The custom of the Omaha veteran lives on by way of particular cash

OMAHA, Neb. (WOWT) – At the start of a new year, a local tradition is passed down from one veteran to another.

And one family believes that our soldiers are protected when they are stationed abroad.

“I wish Pat was here to do this because he’s doing better than me.”

Pat Peterson found the coin while serving as a U.S. Marine during the Vietnam War.

It was the year he graduated from Holy Name High School in Omaha in 1966.

He came home alive, so it became his lucky coin.

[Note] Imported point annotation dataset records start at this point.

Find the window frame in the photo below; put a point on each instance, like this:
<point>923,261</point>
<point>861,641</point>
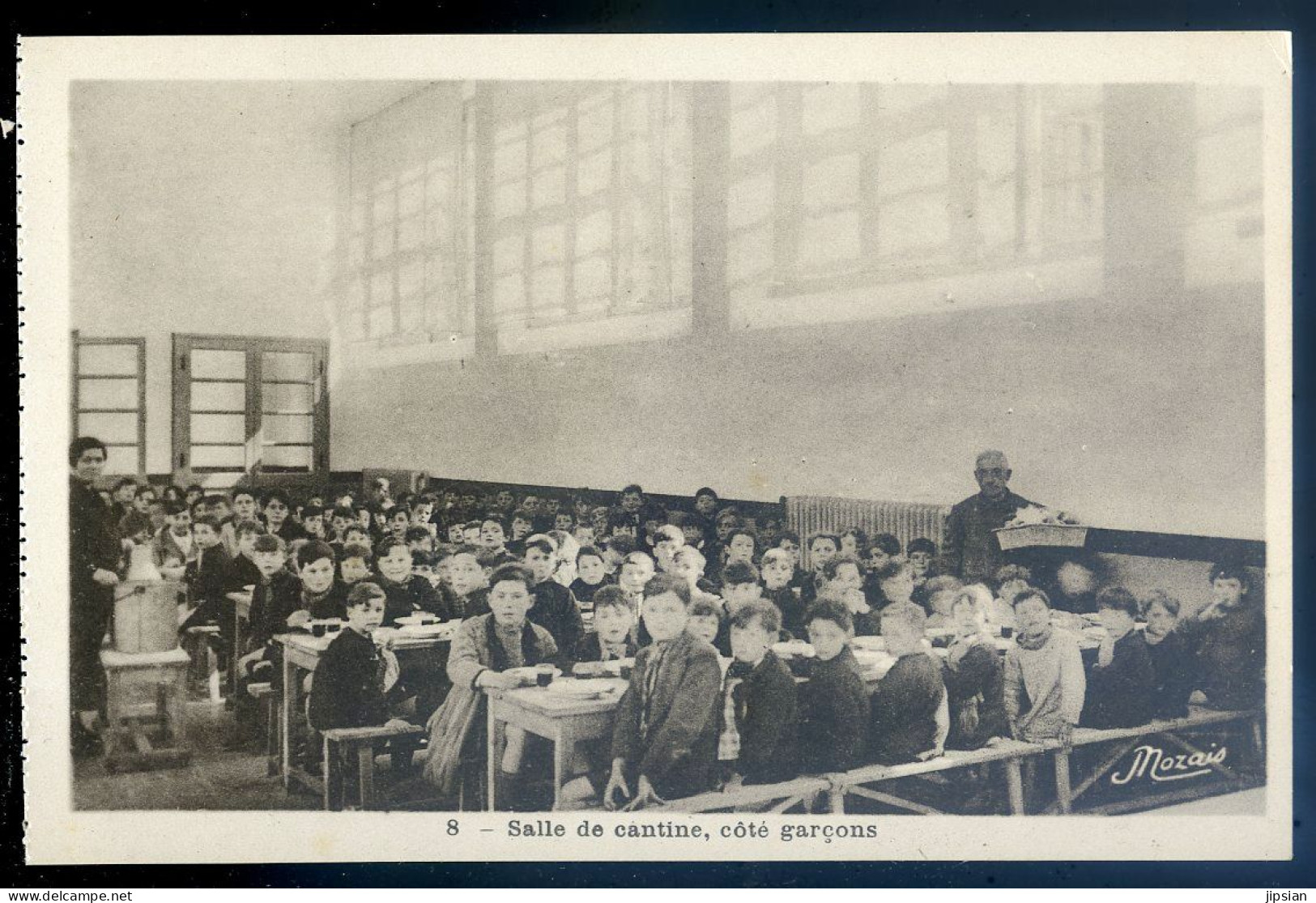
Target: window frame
<point>77,411</point>
<point>253,347</point>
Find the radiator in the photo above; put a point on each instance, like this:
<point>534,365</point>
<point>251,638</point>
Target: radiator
<point>823,513</point>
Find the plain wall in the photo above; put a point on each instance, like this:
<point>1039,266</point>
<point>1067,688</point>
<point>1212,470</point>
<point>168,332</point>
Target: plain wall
<point>198,208</point>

Over the years, Pat Peterson carried this story over to others who were about to deploy.

“He would give it to them on condition – they had to bring it back,” said Teresa.

And they did, 7 times the Mint left Nebraska and 7 times it came back.

Dave Schoenagle was the last to return home with the family in 2019.

“It was an honor to wear the coin. And carry on Pat’s tradition. It hurts a little to give it back, ”said Dave.

With Pat Peterson no longer alive, longtime partner Teresa Burks continued the tradition.

“He would be so proud. He would love that. Especially when I go to a dear friend, ”said Teresa.

With the pressures of COVID, Teresa passed the coin on to longtime friends Bill and Laurie Watson, who wanted to visit their son Paul on vacation in Colorado Springs.

“I’ve known Paul since he was a baby.”

Days later it would be a virtual ceremony.

Paul Watson is posted to Afghanistan every day.

“Honestly, Teresa – that means a lot to me. Vietnam vets were really important to special forces, ”said Paul.

This green beret will be the 8th to carry the coin overseas.

“How many places this coin has been is pretty amazing. To keep up the tradition – this coin has seen many things. If it could talk, it would have some good stories, ”Paul said.

Teresa wanted to make sure the pandemic didn’t get in the way of the coin.